人間の私は症状がまだ軽い方だったけれど、亜人のソーラとなればもう限界に近かった。

 瞳が微かに揺らいでいる。今も必死に苦痛に耐えているのだろうか。

これ以上の無理はさせられないと判断し、一時休憩を取ることにした。

 地面にへたり込んだ瞬間、数々の疑問が溢れ出すように浮かび上がった。


「本当に、辿り着けるの………?」


 口に出すことで更に疑問が深刻になる。

私の横に座っているソーラを横目で確認する。

顔は青く染まり微妙に見えた素肌には鳥肌が立っていた。

体は限界に達した事を必死に伝えていた。

 だけれど、瞳だけは違った。

揺らいではいるものの、確かに光が灯っており、まだ私は出来る、そう主張しているようにも見えた。


「ソーラさんは、どうしたいんですか?」


「どうしたいもないよ。私が目指すのは種族差別のない平和主義の国だからね。

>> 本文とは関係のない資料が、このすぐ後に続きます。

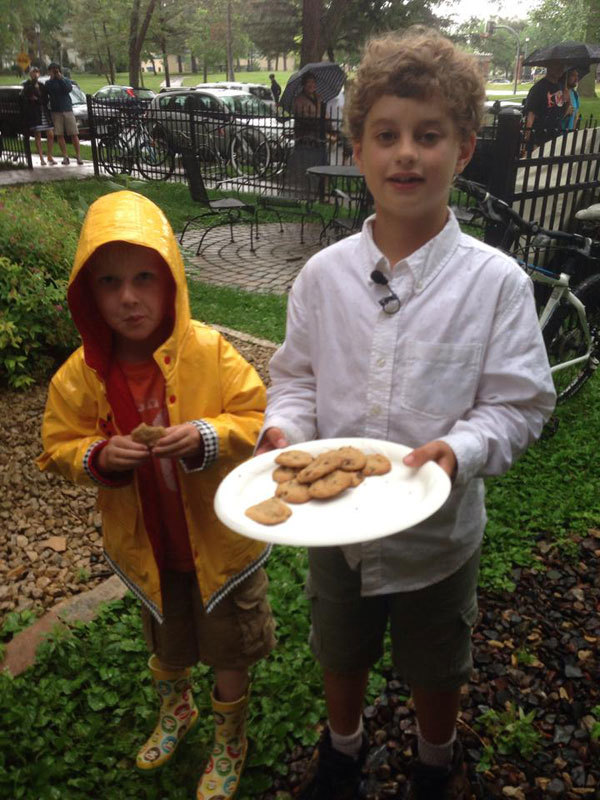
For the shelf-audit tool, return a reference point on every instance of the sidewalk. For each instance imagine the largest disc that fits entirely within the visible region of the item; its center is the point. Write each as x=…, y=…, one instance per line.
x=40, y=174
x=272, y=267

それを造る為なら、荒れ狂う氷河だって切り拓くよ」


「………そうですか」


 ソーラの願望に満ち溢れた返答に、力を貰う。

まあ、最初からそう答えるとは思っていたけれど。


「それじゃあ、探索を進め………」


「ぐ、グレイシャ!」


 すると突如、ソーラの焦った声が洞窟内に響きわたる。

慌てて奥へ駆けつけると、そこには驚きの光景があった。